Ignoring one-offs such as profits on the sale of surplus land and its Dry Creek salt field in South Australia, animal feed and nutrition supplier Ridley Corporation reported a flat 2016 result (see Table 1).
More than half the company's total sales still come from its Barastoc poultry feeds (tagline: ‘Hens aren’t just pecky, they’re picky too’). The company is benefitting from increasing demand for white meat, helped by Australia’s growing population.
|Year to June||2016||2015|| /(–)
|U'lying EBITDA ($m)||53.5||51.0||5|
|U'lying EBIT ($m)||42.1||38.8||9|
|U'lying NPAT ($m)||24.1||24.1||-|
|U'lying EPS (c)||7.8||7.8||-|
|* 2.5c final div (up 25%), fully franked, ex date 25 Oct|
Elsewhere, its dairy feeds performed well in 2016. However, sales slowed towards the end of the year as reductions in milk prices paid by milk processors such as Murray Goulburn (as shareholders in MG Unit Trust could painfully attest) and expectations of lower prices created uncertainty over the winter calving season.

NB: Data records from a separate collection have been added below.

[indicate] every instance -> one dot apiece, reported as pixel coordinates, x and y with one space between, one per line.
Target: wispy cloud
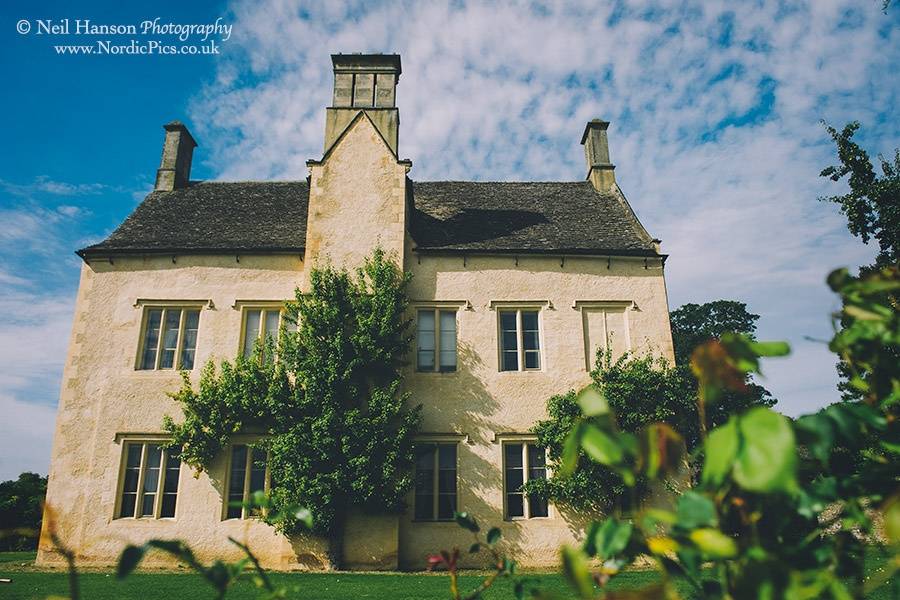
43 184
715 118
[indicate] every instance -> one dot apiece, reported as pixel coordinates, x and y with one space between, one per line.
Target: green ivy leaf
600 446
575 568
721 448
695 510
767 459
592 402
466 522
303 516
493 535
713 543
771 348
569 459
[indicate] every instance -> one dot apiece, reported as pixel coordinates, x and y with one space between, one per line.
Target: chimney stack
364 83
601 172
175 168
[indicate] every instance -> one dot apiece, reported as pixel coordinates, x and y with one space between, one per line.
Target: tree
696 324
643 390
329 410
20 511
872 205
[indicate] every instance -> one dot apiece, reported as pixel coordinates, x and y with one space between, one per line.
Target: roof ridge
474 181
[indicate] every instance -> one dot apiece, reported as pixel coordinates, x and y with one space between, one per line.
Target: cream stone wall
105 401
357 202
357 199
484 405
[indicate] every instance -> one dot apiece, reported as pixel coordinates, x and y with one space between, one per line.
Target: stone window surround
262 305
146 305
125 439
502 439
443 306
241 440
500 306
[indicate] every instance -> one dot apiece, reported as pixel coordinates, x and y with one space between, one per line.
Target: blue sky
715 111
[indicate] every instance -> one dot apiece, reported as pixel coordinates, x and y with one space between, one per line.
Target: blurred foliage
329 409
776 513
20 511
641 391
872 206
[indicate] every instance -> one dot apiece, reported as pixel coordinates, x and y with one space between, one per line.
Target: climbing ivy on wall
329 410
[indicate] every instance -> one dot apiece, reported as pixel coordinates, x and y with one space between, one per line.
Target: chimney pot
601 172
178 149
364 83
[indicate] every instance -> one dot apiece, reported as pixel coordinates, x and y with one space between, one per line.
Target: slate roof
539 217
268 216
447 216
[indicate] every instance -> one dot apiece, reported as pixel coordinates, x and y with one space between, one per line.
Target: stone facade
359 197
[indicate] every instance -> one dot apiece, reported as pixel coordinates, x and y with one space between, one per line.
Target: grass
29 584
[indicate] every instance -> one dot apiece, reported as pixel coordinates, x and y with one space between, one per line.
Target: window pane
530 340
448 341
170 339
515 507
510 341
251 330
424 496
236 480
425 340
537 457
447 456
151 339
513 455
529 320
258 471
170 483
537 507
132 475
189 343
151 479
424 507
272 318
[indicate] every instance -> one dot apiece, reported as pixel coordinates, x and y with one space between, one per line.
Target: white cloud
44 184
718 145
24 448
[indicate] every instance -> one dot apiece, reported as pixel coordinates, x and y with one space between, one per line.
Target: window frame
604 307
518 308
437 309
435 481
265 306
245 512
165 307
525 442
144 442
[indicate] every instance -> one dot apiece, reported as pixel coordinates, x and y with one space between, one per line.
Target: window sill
435 521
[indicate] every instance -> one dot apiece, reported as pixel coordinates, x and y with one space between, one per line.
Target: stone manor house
515 287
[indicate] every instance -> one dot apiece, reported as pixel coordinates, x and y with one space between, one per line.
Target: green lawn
33 585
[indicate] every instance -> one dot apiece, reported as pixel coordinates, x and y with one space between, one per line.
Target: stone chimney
175 168
364 83
601 172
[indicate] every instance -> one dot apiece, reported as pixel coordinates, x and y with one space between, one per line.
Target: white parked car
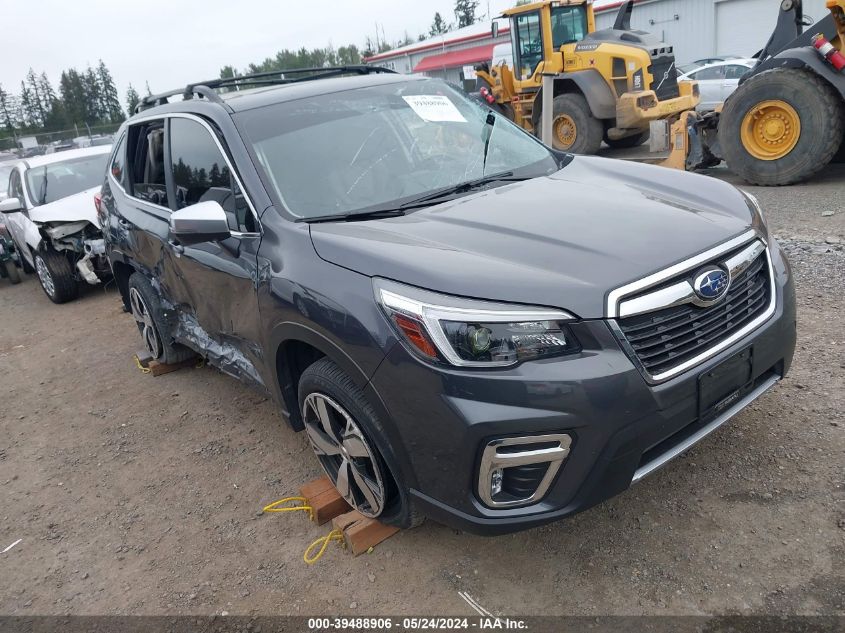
718 81
51 215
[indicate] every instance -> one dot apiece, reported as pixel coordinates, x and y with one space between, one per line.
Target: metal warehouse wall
690 26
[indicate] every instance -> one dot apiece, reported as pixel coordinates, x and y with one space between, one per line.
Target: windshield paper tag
434 108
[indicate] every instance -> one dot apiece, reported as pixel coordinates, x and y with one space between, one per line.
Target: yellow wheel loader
786 120
608 85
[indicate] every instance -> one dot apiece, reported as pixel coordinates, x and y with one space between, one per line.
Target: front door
217 293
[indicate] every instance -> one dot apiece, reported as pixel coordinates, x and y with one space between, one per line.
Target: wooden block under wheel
324 500
361 533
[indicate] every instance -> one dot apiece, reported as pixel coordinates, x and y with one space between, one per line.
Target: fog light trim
493 460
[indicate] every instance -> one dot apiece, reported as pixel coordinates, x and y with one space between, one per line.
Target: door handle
176 246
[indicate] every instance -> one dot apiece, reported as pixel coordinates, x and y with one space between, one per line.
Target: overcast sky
173 42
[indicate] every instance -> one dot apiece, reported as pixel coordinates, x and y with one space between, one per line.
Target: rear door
19 225
218 279
137 203
733 73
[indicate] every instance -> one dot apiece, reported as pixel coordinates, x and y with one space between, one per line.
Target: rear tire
12 272
145 308
56 276
629 141
757 127
574 128
352 448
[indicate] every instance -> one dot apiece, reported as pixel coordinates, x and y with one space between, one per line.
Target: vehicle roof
60 157
728 62
248 99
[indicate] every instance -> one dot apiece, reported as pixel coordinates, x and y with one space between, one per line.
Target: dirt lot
142 495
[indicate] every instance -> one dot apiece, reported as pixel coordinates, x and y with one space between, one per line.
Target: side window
735 71
200 173
16 186
529 44
146 168
119 161
714 72
569 24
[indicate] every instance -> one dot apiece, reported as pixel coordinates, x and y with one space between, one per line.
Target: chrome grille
667 338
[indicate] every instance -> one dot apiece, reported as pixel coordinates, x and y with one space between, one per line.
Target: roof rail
206 89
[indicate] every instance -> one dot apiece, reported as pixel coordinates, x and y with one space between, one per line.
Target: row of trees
465 14
83 97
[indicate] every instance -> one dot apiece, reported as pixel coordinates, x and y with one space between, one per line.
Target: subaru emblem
711 285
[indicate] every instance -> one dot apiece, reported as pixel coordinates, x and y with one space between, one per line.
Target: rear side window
119 161
16 186
147 169
735 71
201 173
714 72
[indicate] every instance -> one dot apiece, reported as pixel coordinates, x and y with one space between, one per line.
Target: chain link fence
30 144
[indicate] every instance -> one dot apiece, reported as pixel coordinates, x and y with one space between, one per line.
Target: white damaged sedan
51 215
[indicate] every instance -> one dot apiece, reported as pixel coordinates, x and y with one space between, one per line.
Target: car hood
75 208
563 241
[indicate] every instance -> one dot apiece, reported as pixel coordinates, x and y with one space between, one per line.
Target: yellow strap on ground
144 370
323 541
275 506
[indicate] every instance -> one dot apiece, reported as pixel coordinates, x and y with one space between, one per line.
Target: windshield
55 181
348 151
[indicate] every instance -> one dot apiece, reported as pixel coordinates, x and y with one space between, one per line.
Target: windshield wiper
464 187
424 201
354 217
488 134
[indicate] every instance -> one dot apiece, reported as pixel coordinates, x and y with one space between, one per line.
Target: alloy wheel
44 276
344 454
141 314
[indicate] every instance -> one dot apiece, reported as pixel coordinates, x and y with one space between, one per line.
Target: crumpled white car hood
74 208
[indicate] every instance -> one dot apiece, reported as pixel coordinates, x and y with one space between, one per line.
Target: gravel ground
142 495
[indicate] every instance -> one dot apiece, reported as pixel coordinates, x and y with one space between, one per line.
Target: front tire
781 127
56 276
145 307
12 271
574 128
344 432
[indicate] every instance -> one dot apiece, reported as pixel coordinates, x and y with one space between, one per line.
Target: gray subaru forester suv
468 326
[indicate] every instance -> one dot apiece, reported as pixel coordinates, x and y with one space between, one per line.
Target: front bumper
622 427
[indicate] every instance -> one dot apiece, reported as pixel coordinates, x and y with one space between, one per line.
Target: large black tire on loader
781 127
574 128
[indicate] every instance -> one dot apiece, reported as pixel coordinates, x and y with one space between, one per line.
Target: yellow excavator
608 84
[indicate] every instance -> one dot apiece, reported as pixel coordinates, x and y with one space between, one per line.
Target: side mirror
201 222
10 205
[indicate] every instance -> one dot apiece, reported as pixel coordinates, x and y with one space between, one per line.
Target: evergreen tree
438 26
8 117
91 90
465 12
36 101
28 111
109 101
132 99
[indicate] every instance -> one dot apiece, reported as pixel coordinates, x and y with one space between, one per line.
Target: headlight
469 333
754 206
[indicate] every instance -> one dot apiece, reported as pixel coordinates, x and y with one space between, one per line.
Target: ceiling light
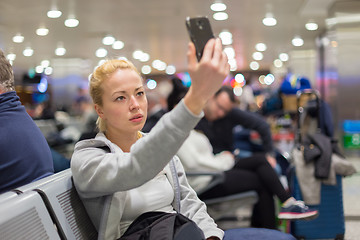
39 69
18 38
239 78
254 65
220 16
230 52
11 56
146 69
48 70
60 50
284 57
170 69
269 20
144 57
54 12
257 56
218 6
118 44
260 47
42 31
137 54
278 63
233 64
269 79
108 40
297 41
311 26
101 52
226 37
151 84
28 52
45 63
71 21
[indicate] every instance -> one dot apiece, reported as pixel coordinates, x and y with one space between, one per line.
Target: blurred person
25 154
121 164
252 173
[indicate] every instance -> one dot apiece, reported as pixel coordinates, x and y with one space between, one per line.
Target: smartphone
200 33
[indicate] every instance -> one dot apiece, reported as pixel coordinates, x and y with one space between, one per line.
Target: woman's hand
213 238
271 160
207 75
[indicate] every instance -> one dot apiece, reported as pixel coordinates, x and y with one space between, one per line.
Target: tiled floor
351 198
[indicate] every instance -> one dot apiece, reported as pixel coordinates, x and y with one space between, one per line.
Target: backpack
163 226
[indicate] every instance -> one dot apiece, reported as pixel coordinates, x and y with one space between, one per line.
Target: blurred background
275 47
61 41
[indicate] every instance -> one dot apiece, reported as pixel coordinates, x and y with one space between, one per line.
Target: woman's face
124 102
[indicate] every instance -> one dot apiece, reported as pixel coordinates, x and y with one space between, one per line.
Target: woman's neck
123 140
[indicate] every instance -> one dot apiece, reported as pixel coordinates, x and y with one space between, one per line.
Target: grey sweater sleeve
98 171
193 208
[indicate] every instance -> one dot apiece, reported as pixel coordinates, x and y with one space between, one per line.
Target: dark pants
253 173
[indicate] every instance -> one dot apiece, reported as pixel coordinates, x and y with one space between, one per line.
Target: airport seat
25 217
6 196
33 185
64 205
224 207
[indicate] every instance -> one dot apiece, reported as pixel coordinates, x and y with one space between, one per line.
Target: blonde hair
102 73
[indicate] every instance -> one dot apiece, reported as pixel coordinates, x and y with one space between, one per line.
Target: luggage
330 222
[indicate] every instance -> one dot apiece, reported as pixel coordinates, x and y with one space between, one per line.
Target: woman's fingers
192 60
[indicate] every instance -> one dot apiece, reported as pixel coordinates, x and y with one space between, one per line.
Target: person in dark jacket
25 155
251 173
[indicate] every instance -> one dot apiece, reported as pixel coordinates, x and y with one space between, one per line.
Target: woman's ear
99 111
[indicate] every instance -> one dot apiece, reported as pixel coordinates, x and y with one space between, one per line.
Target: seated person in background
155 110
24 153
252 173
122 173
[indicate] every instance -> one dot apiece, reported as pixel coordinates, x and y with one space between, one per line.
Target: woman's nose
134 104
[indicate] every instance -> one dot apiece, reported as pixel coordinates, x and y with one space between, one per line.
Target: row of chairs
49 208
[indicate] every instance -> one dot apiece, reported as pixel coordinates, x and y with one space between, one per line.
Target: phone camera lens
200 24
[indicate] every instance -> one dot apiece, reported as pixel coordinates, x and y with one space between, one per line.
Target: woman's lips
137 118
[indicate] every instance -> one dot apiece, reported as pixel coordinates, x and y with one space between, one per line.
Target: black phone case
200 33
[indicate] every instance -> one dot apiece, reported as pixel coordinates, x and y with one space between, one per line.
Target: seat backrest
25 217
33 185
67 209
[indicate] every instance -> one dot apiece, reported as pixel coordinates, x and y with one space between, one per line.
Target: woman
121 174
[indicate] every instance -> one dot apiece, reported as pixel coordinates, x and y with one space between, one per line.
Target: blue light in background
42 86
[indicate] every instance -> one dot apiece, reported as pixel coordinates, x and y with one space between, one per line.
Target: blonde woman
121 174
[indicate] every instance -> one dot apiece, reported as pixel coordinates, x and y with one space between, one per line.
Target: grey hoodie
103 173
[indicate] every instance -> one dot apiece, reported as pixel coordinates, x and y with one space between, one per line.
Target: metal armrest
217 177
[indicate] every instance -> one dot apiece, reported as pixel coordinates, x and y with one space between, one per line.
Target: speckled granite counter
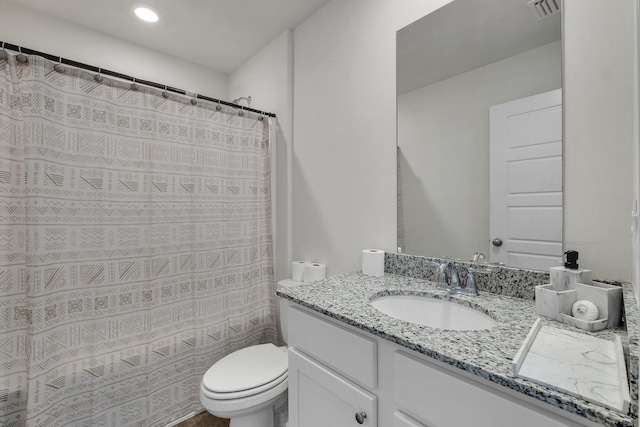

The company’s strategy of selling surplus property (such as the recently disposed Dry Creek and Dandenong properties) and investing the proceeds into the higher yielding animal nutrition segments makes sense.
However, we note that Ridley has increased earnings before interest and tax (EBIT) from its Agriproducts segment by 93%, from $28m to $54m, over the past three years.
This is an impressive achievement for what is a cyclical, highly competitive and low margin industry. The stock is priced on a multiple of 16 times 2016 earnings per share and we see little margin of safety at current prices. CEASE COVERAGE.